Dr. Jaehoon Yu is a distinguished professor of physics at the University of Texas at Arlington (UTA) and an elected fellow of American Physical Society. Jaehoon Yu has accomplished a great deal in the fundamental physics research and has been playing many vital roles as a leader in physics and experiments in particle physics worldwide. Over the past three decades, he has amassed ample experience in all aspects of accelerator based experimental particle physics in both high energy colliders and lower energy fixed target experiments. He has recognized new physics opportunities and has been a driving force to promote new areas of physics. He has led R&D, design and prototyping of several advanced detector technologies and led the commissioning of one of the two largest detectors in the world in 2000, as well as design and implementation of the advanced computing grid technology.He also led the construction and commissioning of a particle beamline at Fermi National Accelerator Laboratory (Fermilab) in the U.S. and personally established the beam tune for every particle beam of various species and momenta.

He used the data for extracting important physics from the experiments he personally contributed to the construction. He has contributed to two of the three arguably most important discoveries in particle physics in the past three decades; the discovery of the top quark, the last of the 12 elementary fermions discovered, in 1995 at the DZero experiment at Fermilab and the God Particle discovery in 2012 at CERN, Geneva, Switzerland.
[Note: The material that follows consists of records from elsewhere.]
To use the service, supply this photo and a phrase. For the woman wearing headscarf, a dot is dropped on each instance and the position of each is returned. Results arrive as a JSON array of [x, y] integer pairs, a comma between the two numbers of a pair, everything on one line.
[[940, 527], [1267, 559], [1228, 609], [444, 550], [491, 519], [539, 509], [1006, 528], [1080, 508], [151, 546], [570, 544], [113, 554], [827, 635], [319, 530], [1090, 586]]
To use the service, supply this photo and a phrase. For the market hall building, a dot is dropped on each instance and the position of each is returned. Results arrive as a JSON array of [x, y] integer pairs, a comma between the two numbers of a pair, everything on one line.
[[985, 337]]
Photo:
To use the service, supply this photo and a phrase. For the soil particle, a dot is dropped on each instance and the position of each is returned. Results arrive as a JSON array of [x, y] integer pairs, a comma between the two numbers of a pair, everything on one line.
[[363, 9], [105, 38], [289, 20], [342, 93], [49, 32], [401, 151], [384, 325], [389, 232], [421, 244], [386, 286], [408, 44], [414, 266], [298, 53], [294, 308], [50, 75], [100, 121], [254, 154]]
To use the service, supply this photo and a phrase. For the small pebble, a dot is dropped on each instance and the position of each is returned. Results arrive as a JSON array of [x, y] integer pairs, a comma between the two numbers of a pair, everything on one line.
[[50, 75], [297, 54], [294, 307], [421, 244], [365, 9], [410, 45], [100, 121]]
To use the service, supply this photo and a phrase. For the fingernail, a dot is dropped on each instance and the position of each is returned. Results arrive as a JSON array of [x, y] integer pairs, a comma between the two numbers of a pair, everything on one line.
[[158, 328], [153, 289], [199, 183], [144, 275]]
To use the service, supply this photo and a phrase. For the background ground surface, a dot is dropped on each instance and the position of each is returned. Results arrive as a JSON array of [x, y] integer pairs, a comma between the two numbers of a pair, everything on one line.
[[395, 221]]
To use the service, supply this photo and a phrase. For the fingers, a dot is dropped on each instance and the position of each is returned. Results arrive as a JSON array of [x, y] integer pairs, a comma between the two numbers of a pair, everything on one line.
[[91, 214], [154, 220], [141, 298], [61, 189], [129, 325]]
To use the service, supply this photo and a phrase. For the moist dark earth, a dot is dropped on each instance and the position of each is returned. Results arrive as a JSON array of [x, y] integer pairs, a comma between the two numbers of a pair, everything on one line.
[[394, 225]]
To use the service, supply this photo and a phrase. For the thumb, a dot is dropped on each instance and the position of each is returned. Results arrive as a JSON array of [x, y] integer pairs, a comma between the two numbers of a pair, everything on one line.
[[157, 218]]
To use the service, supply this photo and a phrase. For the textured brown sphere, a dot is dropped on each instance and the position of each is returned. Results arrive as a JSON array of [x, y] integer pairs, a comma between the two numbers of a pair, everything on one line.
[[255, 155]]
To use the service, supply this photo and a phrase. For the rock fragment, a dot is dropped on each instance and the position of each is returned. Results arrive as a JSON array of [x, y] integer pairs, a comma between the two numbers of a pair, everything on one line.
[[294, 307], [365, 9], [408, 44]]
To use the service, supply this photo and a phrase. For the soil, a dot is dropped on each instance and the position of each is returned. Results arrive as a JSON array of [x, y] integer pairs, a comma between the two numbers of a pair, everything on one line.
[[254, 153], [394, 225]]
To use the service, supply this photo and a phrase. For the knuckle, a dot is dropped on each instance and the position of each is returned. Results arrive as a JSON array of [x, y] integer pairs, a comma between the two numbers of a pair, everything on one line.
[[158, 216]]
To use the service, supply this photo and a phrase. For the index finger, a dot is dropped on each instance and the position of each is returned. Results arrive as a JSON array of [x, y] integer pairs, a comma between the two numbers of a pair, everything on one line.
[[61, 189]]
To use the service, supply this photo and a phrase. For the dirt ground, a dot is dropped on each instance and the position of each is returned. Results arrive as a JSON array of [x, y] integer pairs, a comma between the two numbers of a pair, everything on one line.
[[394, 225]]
He led a world-wide community for developing new detector technologies for the International Linear Collider (ILC) being contemplated for the near future, at which time introducing the GEM (Gas Electron Multiplier) detector technology to Korea, for which the Korean team is responsible for building. He is actively working on the U.S. national flagship experiment, Deep Underground Neutrino Experiment (DUNE), constructing an important device of the prototype detector, authoring its complicated technical design report and pioneering and leading new areas of physics.

Dr. Yu served in the now-retired Congressman Joe Barton’s Tarrant County Citizen’s Advisory Committee for close to 10 years not because his thoughts are aligned with him but because they most often not. His fundamental idea for these services is that it is essential for scientists to be closely communicating with a large breath of general public to help them understanding science and its impact to everyday lives. He is a strong advocate of the idea that scientists must be playing a central role in determining science policies. He continues to serve as the chair of the science policy forum for the annual US-Korea Conference of KSEA to promote strong collaboration in science policies between US and Korea at the law maker and policy maker level.

I am honored to be nominated to be part of the UEC and hope to be elected and serve the community well.